The Duke, who is worth about £100 million, will reportedly earn as much as £2.5 million a year from the deal although a spokesman, who declined to discuss the actual amount, said that figure was not accurate. One industry expert said a more realistic figure was in the order of £720,000 a year.

Only £720,000. Oh, that’s all right then.

It would take me the best part of 30 years to earn, before tax, and by actually doing work, what the Duke would get a year, from sitting around on his noble posterior. The government oblige electricity suppliers to take a certain, rising proportion of their electricity from renewable generators, at a premium, determined by government, to ‘incentivise’ the renewable energy sector. In other words, the government guarantee the Duke’s income.

Where have we heard of that sort of thing before? Well, it’s been going on for centuries. But for the last few of them, at least, it’s been regarded as a bit of a bad thing, belonging to the past.

When you think about it further, is there any form of ‘renewable’ energy which does not reward the landed classes in the same way? They are each land-intensive. Solar power, at scale, requires significant tracts of land. Business Green — an online news service — reports that,

The government has rejected claims that its planned increase in biomass and biofuel use to meet clean energy targets will result in the displacement of people or competition with food crops in developing countries.

At issue here is the UK’s absurd target-driven renewable energy policies. These are justified on the basis that they ensure ‘energy security’, by decreasing our dependence on foreign and ‘unstable’ economies (i.e. Russia and MENA), and ‘unsustainable’ substances. Yet, these ambitious targets cannot be met by domestic production of fuel crops.

The UK currently burns or co-fires around one million tonnes of wood, but the government has highlighted the importance of biomass in 2009’s Renewable Energy Strategy and this year’s Renewables Roadmap. Planning permission has been granted to more than 7GW of biomass power plants, which the IIED said is likely to increase demand to 60 million tonnes a year, five or six times the nation’s currently available resources.

It is something of an irony that it is the International Institute for Environment and Development which have criticised UK policy. It demonstrates first that the concept of ‘sustainable development’ is racked with contradictions, and that it allows for the expression of some fairly ancient bad ideas.

The IIED report states,

As governments in the global North look to diversify their economies away from fossil fuel and mitigate climate change, plans for biomass energy are growing fast. These are fuelling a sharp rise in the demand for wood, which, for some countries, could outstrip domestic supply capacity by as much as 600 per cent. It is becoming clear that although these countries will initially look to tap the temperate woodlands of developed countries, there are significant growth rate advantages that may lead them to turn to the tropics and sub-tropics to fill their biomass gap in the near future. Already there is evidence of foreign investors acquiring land in Africa, South America and Southeast Asia to establish tree plantations for biomass energy. If left unchecked, these trends could increase pressures on land access and food security in some of the world’s poorest countries and communities

The IIED are naive. It is their emphasis on ‘sustainability’ which increases the value of land. It is inconceivable that increasing the value of land won’t benefit those who already have title to it, and won’t otherwise cause the cash rich to rush towards it. Imagine if the vacant plot of land didn’t say For Sale, but instead advertised free money, to those who don’t need it: no risk, no work, guaranteed income. The sustainability agenda has created a virtual Inclosure Act for the 21st Century: as our dependence on land increases, so too has its value, but so to has our ability to access it has been reduced. ‘Sustainability’ is a de-facto dispossession.

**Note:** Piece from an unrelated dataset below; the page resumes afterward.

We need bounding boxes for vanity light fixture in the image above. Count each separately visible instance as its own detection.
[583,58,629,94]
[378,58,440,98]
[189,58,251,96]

It was the use of fossil fuels which finally created the possibility of a comprehensive break from dependence on land, and the feudal political order that this dependence created. For instance, one of the consequences of using fossil fuels is the effective amplification of land: with machinery and industrial techniques, the productivity of land increases. Fewer and fewer people need to live on the land, and are able to live in cities. It’s not all good, all the way, of course. There are ups and downs. The point is that, had none of it happened, we’d might still be living in bondage to the Lord of the Manor; liberal democracy struggles to thrive where people are worked from dawn to dusk, each and every day.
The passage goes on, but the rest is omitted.